Peatlands are critical ecosystems that serve as the largest terrestrial carbon sinks, host unique biodiversity, and regulate hydrological cycles. Peat extraction, however, has significant environmental consequences, including carbon release and ecosystem degradation. As global awareness of these issues grows, the demand for sustainable alternatives in horticulture has become urgent [10,11]. Based on experimental results and the analytical description of complex organic compounds, it is possible to develop models of energy and mass balances for the digestion of waste such as OMW [12]. Central full-scale OMW treatment plants that collect OMW from over 20 olive mills reduce harmful and hazardous impact on the environment. Integrated treatment plants, which combine the use of biogas for energy and heat and the sale of digested slurry as a replacement for peat moss, may help to cover treatment expenses and contribute to reducing climate change. In addition, the overall efficiency of such a project will be improved by the energy savings and replacement of peat moss. Thus, efforts are focused not only on realizing “OMW treatment”, but also on directly or indirectly enabling the generation of products to be used sustainably in horticulture. These efforts are in line with other efforts to replace peat moss [13], with TAMD as a commercial biotech process enabling organic materials to re-enter the environmental cycle. As an industrial process, TAMD may help to solve problems of environmental pollution and recovery of natural resources but needs special efforts for stable and efficient operation. The process design and economic efficiency of biogas plants presented herein is primarily related to the possible use of biogas to generate energy and local use of the heat by CHP generators, while selling the digested slurry after treatment as casing soil for horticulture in greenhouses. It presents the EU Green Deal strategy and a circular economy approach that can contribute to climate change mitigation through the reduction of CO2 emissions by reducing use of peat [10] as well as influencing soil health by stopping the distribution of raw OMW on land. It involves reducing the excavation of peat moss, which release vast amounts of stored carbon into the atmosphere, contributing to greenhouse gas emissions (10). Reducing reliance on peat moss in the horticulture sector is a critical step in mitigating these impacts.

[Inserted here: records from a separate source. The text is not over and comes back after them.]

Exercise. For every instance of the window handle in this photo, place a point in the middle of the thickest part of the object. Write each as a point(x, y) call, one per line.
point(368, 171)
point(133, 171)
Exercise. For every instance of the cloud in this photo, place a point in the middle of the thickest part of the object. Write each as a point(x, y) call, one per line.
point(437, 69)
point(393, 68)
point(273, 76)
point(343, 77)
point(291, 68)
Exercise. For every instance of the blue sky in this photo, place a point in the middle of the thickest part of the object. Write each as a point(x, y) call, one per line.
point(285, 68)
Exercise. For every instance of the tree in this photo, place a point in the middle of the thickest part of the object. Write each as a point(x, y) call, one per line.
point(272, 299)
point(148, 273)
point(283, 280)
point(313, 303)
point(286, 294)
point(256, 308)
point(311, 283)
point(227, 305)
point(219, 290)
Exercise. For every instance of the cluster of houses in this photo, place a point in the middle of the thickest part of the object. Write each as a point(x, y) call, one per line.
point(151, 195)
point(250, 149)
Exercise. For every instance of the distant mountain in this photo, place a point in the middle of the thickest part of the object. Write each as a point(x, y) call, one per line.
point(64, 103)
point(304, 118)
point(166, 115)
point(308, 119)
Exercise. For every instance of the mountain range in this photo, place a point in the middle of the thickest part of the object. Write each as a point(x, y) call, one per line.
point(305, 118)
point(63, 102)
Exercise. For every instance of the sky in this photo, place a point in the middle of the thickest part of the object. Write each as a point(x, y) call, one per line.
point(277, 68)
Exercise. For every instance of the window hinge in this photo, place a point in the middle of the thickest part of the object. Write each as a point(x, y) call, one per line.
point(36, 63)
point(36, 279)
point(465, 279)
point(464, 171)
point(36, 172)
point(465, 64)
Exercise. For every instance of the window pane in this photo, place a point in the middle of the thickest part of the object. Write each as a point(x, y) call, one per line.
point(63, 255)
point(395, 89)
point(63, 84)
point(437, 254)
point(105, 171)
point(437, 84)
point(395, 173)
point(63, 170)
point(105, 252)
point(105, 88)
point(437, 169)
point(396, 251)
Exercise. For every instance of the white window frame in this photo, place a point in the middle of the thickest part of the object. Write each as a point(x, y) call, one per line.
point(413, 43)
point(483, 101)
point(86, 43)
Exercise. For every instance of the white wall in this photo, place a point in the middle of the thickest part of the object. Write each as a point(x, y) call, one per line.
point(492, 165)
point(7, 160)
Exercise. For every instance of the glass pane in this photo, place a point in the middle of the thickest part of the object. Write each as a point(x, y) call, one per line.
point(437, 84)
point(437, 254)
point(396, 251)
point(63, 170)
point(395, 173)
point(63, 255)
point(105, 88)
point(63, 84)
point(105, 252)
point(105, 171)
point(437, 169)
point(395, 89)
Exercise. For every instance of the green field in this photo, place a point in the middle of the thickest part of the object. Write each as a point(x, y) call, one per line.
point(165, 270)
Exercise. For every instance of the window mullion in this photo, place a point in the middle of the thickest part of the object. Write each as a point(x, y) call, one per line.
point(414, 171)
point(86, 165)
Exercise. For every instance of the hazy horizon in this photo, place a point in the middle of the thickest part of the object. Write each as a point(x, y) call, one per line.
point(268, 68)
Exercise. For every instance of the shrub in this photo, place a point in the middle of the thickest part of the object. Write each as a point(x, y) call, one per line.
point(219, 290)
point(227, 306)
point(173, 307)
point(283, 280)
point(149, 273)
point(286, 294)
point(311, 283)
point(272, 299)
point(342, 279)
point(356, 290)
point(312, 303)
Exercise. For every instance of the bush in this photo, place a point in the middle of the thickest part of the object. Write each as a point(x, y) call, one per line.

OMW production in the southern Mediterranean countries is considerable. According to official data and estimates from the International Olive Council (IOC) executive secretariat (Fig. 1)[14] world production for the 2024/25 crop year could reach 3,375,500 tons, an increase of 32% from the previous year. IOC member countries are forecast to produce 3,193,000 t, or 95% of the world total in 2024/25, an increase of 33% from the previous year. World consumption of olive oil could reach 3,064,500 t, an increase of 10% from the previous year.
We propose that OMW has remarkable potential for bioenergy production. OMW should be considered as part of an economic approach to promote a cleaner and more viable process for a sustainable future. The increasing use of olive oil in the world demonstrates opportunities for the sector’s development. The possibility of producing OMW-based energy is currently not fully exploited due to obstacles in cooperation between OMW and biogas producers, mainly due to a lack of full economic understanding. Consequently, the potential environmental and economic benefits are not achieved [15]. Improper disposal of OMW results in several environmental problems, including eutrophication of lakes and rivers, pollution of underground water and soil [16], and the emission of odor and greenhouse gases (GHG) to the environment. Despite these problems, OMW may be a valuable resource if incorporated into a circular concept. We propose new approaches focusing on digestion of the organic matter in a central location over the entire year (and not only during the olive harvest season) and reduction in polyphenol concentration, while recovering and reusing the process products to produce alternative energy (biogas) and as a substitute for peat moss in horticulture. Environmental and policy issues associated with olive oil production are specific to the Mediterranean countries, and regardless of location, these issues generally include application of OMW to land and potential discharge of pollutants (chemical oxygen demand [COD] and polyphenols) and pathogenic bacteria to surface and groundwater [17], and aerial emissions of ammonia, methane, pathogens, and odor [18]. As olive oil is traditionally produced by many small operators, the resulting wastewater is difficult to monitor and affects wastewater treatment plant (WWTP) utilities during the olive harvest season.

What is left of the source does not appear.